简体   繁体   中英

How can I identify duplicates in a large array?

For example, I have an array with integers from 1 to 1,000,000. One of those numbers is duplicated inside the array. I would imagine that sorting the array numerically, and then looping through to check for when a value repeats would be the most efficient way of doing this, but it seems long winded and I'm not 100% sure. Anyone?

There is in fact a better way. You can loop over an array once and find a duplicate by using a seen values cache, which if you're using basic numbers is easy enough since they are valid Object keys

[1,2,3,3,4,5].filter(
  function(value){
    if(this[value]) return true
    this[value] = true
  },
  {}
)

If you wanted to know what the index it occurred you'll need to treat the cache a little differently

var cache = {}
[1,2,2,3,4,5,5].filter(
  function(value, index){
    if(this[value]){
      this[value].push(index)
      return true
    }
  this[value] = [index]
  },
  cache
)
Object.entries(cache)

Of course using a basic object might not always work so you may need to find a different data type to use as the cache, but it means you only have to loop over the array once.

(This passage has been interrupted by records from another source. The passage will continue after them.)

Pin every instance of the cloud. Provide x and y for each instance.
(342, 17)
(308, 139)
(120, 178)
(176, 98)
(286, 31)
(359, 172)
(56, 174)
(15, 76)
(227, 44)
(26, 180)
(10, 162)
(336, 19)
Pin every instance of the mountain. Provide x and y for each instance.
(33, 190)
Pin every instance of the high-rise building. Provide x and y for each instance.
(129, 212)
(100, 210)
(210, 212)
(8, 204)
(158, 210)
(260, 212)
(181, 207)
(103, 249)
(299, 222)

This was an answer to a misinterpretation of how to make sure an array only contain unique references. When I find a proper place to put this I will move it then

There's not a better way, but in Javascript and for simple data types there is a more compact way thanks to Set and Array.from()

Array.from(new Set([1,1,2,2,3,3,4,4,5])) // [1,2,3,4,5]

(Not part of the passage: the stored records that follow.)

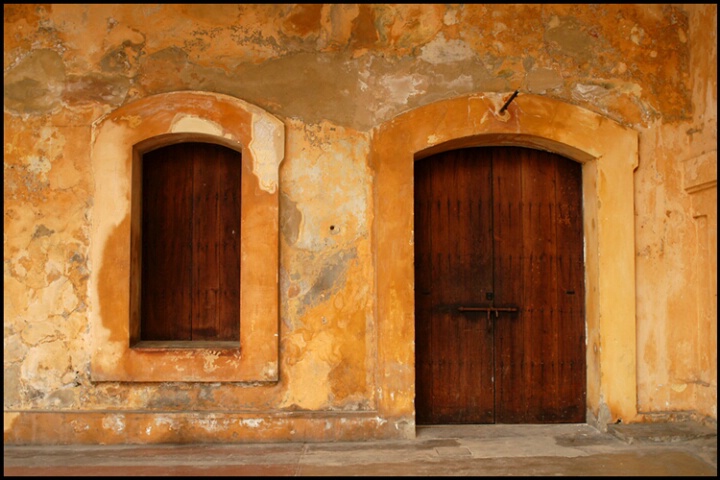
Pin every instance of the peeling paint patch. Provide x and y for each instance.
(116, 423)
(441, 50)
(9, 420)
(252, 422)
(191, 123)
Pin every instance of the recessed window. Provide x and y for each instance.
(184, 285)
(190, 230)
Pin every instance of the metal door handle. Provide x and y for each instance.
(489, 310)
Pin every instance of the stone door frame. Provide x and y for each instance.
(608, 153)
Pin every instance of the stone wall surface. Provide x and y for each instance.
(334, 74)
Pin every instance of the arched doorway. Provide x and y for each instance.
(499, 287)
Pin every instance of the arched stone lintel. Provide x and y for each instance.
(609, 154)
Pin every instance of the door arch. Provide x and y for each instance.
(608, 153)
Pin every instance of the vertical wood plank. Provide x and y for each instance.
(216, 240)
(166, 245)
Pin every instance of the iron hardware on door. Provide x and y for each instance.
(489, 310)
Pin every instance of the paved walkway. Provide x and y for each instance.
(685, 449)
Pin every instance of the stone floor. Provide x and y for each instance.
(675, 449)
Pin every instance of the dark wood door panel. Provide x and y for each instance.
(452, 270)
(499, 227)
(191, 218)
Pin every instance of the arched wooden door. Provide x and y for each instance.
(499, 287)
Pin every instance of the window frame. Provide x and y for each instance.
(119, 140)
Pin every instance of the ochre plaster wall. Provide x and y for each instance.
(339, 77)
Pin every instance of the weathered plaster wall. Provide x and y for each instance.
(333, 73)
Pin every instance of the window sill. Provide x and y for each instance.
(152, 346)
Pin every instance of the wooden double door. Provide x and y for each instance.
(499, 288)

This does not work for arrays of similar objects though as that requires inspection. But for simple things it works wonders. Of course with simple objects you COULD JSON.stringify() them all before sending it through Set .

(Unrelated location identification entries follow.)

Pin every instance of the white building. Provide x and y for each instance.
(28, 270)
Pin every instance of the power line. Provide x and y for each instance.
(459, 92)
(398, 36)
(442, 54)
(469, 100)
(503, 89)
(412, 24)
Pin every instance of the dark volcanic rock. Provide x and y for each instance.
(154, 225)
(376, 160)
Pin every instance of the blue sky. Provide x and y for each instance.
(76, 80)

This of course works because Set defines keys by the data itself. As such same values(pointer references or basic data types) are assigned the same place in the Set and so when the Array.from() iterates over the set it is now only iterating over the unique values. This might not be fast enough for large datasets(millions of records), but it's maintainable for smaller datasets and can easily simplify how it looks if nothing else

Suppose you always have to loop through the array one way or another. Something like (not sure how it'll work out for large arrays)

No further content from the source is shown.